To: gregor_us who wrote (85559)8/26/2007 3:39:09 PM
From: Ken98  Respond to of 110194
 
That was a very interesting article. My favorite part:

<<As a boy, John Seo learned everything he could about the Titanic. “It was considered unsinkable because it had a hull of 16 chambers,” he says. The chambers were stacked back to front. If the ship hit something head on, the object might puncture the front chamber, but it would likely have to puncture at least three more to sink the ship. “They probably said, What are the odds of four chambers going?” he says. “There might have been a one-in-a-hundred chance of puncturing a single chamber, but the odds of puncturing four chambers, they probably thought of as one in a million. That’s because they thought of them as independent chambers. And the chambers might have been independent if the first officer hadn’t gambled at the last minute and swerved.

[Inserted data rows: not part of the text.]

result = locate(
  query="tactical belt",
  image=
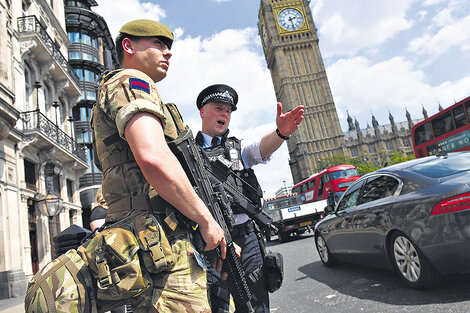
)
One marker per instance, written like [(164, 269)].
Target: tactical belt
[(243, 229)]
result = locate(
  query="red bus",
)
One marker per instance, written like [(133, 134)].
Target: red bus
[(447, 130), (334, 179)]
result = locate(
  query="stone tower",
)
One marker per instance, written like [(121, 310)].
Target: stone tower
[(290, 43)]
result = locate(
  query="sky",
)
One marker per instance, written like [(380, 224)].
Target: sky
[(380, 57)]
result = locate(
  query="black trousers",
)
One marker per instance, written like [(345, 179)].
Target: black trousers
[(251, 260)]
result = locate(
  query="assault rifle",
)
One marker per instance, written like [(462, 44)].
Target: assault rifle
[(220, 172), (194, 161)]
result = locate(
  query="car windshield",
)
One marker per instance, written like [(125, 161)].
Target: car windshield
[(344, 174), (442, 167)]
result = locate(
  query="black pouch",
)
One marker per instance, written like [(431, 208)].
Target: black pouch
[(274, 271)]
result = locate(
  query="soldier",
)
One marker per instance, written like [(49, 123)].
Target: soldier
[(131, 125), (216, 104)]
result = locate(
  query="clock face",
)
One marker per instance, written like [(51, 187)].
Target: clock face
[(264, 35), (290, 19)]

By swerving, the iceberg went down the side of the ship. If the officer had taken it head on, he might have killed a passenger or two, but the ship might not have sunk. The mistake was to turn. Often people associate action with lowering risk or controlling risk, but experience shows more often than not that by taking action you only make the risk worse.” >>

Question: Is Bernanke in the process of "swerving" by changing decades of FRB policy after we have hit the liquidity iceberg? In particular, by easing collateral requirements for banks (taking private label MBS, etc.) and by letting Citi loan money to its brokerage affiliate, etc. - in so doing is flooding other independent chambers? IMO it looks like he is betting the farm that this is a 1 in a 100 year event, and not a 1 in a 1,000 year event. He is placing risk in other 'chambers' that has not previously existed.